Connect to a SharePoint Online List using Azure Data Factory

Retrieving SharePoint Online List data

SharePoint Online List data is one of those sources that can be of interest to integrate with other data in your Azure Data Platform. If your organization or client is already using SharePoint then Lists are often easy to set up and provide users a friendly way of data entry.

One method of getting this data into an Azure Storage, Data Lake or Azure SQL Database is by configuring an Azure Logic App. However it’s also possible to directly connect to your list using Azure Data Factory.

Providing an example pipeline

In this example we create a Azure Data Factory Pipeline that will connect to the list by using the Microsoft Graph API. We will request a token using a web activity. This token will be used in a copy activity to ingest the response of the call into a blob storage as a JSON file.
Big thanks for your help @Anton!

Prerequisites

To call the Microsoft Graph API we need to acquire an access token from the Microsoft Identity Platform. To request this token we need a Azure AD App with the correct API Permission. The credentials of this App will be used to send a request. The response will be a token. This token can be used in the actual data request.

There is a very helpful guide from Anoopt on Medium on how to register this App, get the API Permissions and send a request.

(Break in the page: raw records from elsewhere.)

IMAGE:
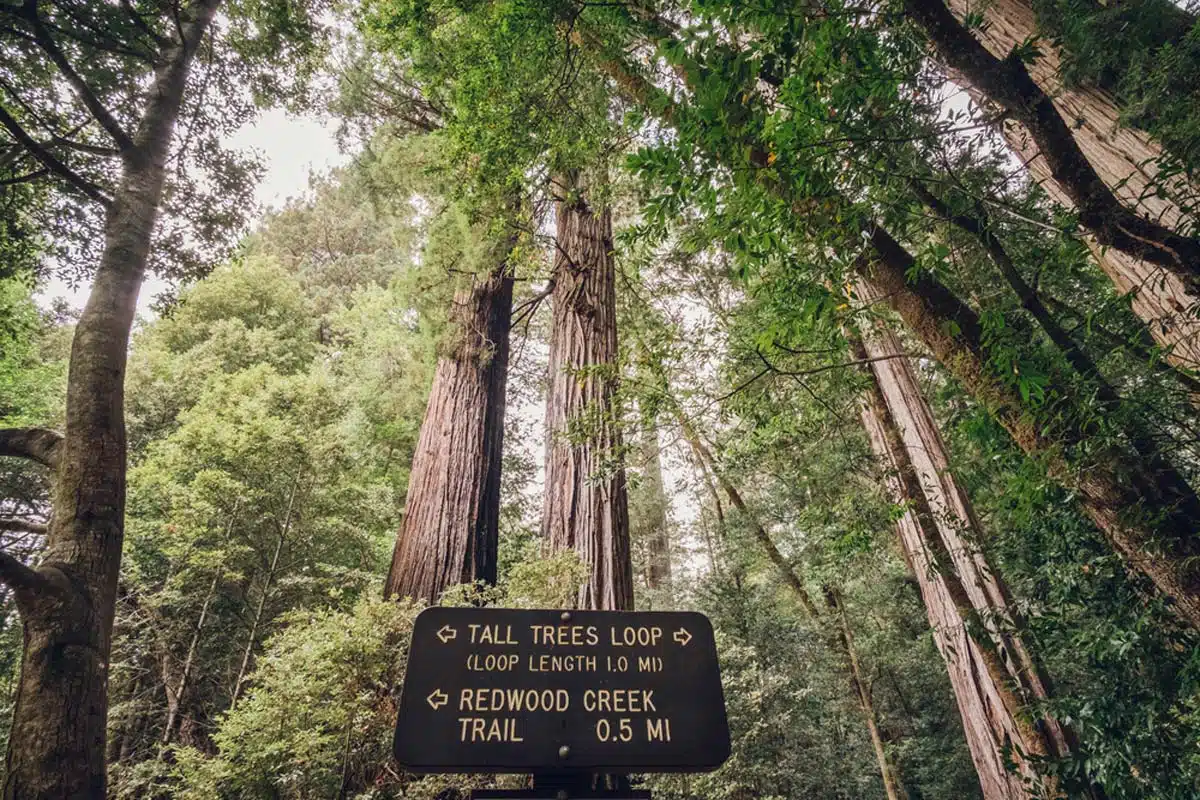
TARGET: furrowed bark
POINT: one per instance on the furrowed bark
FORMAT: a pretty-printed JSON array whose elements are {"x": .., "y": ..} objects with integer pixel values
[
  {"x": 1008, "y": 84},
  {"x": 1153, "y": 536},
  {"x": 36, "y": 444},
  {"x": 939, "y": 539},
  {"x": 1174, "y": 485},
  {"x": 1126, "y": 160},
  {"x": 450, "y": 531},
  {"x": 1126, "y": 503},
  {"x": 843, "y": 642},
  {"x": 988, "y": 723},
  {"x": 892, "y": 786},
  {"x": 586, "y": 505},
  {"x": 658, "y": 543},
  {"x": 57, "y": 745}
]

The post mentions the API Permission “Create, edit, and delete items and lists in all site collection”. I’ve used the permission “Sites.Read.All”. Please follow these steps and get an example up and running in Postman. After this you implement the same kind of logic in your Azure Data Factory Pipeline.

The pipeline

The pipeline has two activities. The GetToken activity requests the token. The Copy Data Activity uses the token in the REST Dataset Source to request the SharePoint List items. The response is stored in the sink blob dataset:  

 

Pipeline parameters

  • AdAppClientId: The identifier of your Azure AD App
  • AdDirectoryId: The identifier of your Azure Directory
  • AdAppSecret: The secret of your Azure AD App
  • SharePointUrl: The endpoint URL of the Sharepoint List
  • FileName: The name of the file that will be created on the Azure Storage
  • FolderPath: The folder of the file The first step is to request a token. We request the token using the App secret. You should store this secret in your Azure Key vault and retrieve it using a activity. In this example we will store it in a parameter.

The Sharepoint URL should be the endpoint to retrieve the items of your SharePoint list. The correct endpoint is: GET https://graph.microsoft.com/v1.0/sites/{site-id}/lists/{list-id}/items/{item-id}?expand=fields

Datasets:

Rest dataset (Source)

By adding accept: application/json in the header the result will in JSON.

Blob dataset (Sink)

The Schema only maps the value column. This is the part of the JSON response that will be relevant to push to your blob storage. This is the same for any SharePoint list, which makes the solution generic and means you do not need to map columns:

Linked Services

The Linked Services require no special configuration.

Wrap up

This pipeline provides the functionality to directly ingest SharePoint data as JSON into your data platform. The pipeline uses an Azure AD App and the Microsoft Graph API. The result is a JSON file in a blob storage that can be picked up and – for example – transformed into SQL data.

Lars Bouwens is Business Intelligence consultant at Motion10 and likes to read and write about Power BI and Azure.

Leave a Reply

This site uses Akismet to reduce spam. Learn how your comment data is processed.

1 Comment

  1. Avatar

    dhofman

    Would you be able to elaborate on this blog? I am trying to get this to work and there are some huge gaps in the information you have provided. More detailed screenshots of each part of the process in Data Factory would be helpful.

    How do you configure the Linked Services, especially the Rest linked service? The Dataset requires a Linked Service, but what is the purpose here?

    Where are the Dataset properties entered you show near the graphic of the pipeline? Is it in the dataset? Or the pipeline itself? Nothing I see in Data Factory mimics the screenshots you have in the blog for these pieces of information.

    You also show the additional headers entered in the Rest Dataset. Unless this is exposed as the dataset is configured (which I cannot proceed because it is not explained how to configure the Rest Linked Service), I see the "additional headers" section within the Source of the Copy step.

    I have seen multiple places where they claim they can get data from Sharepoint Lists using Data Factory, but I have yet to see a concrete example where the steps can be recreated in any environment.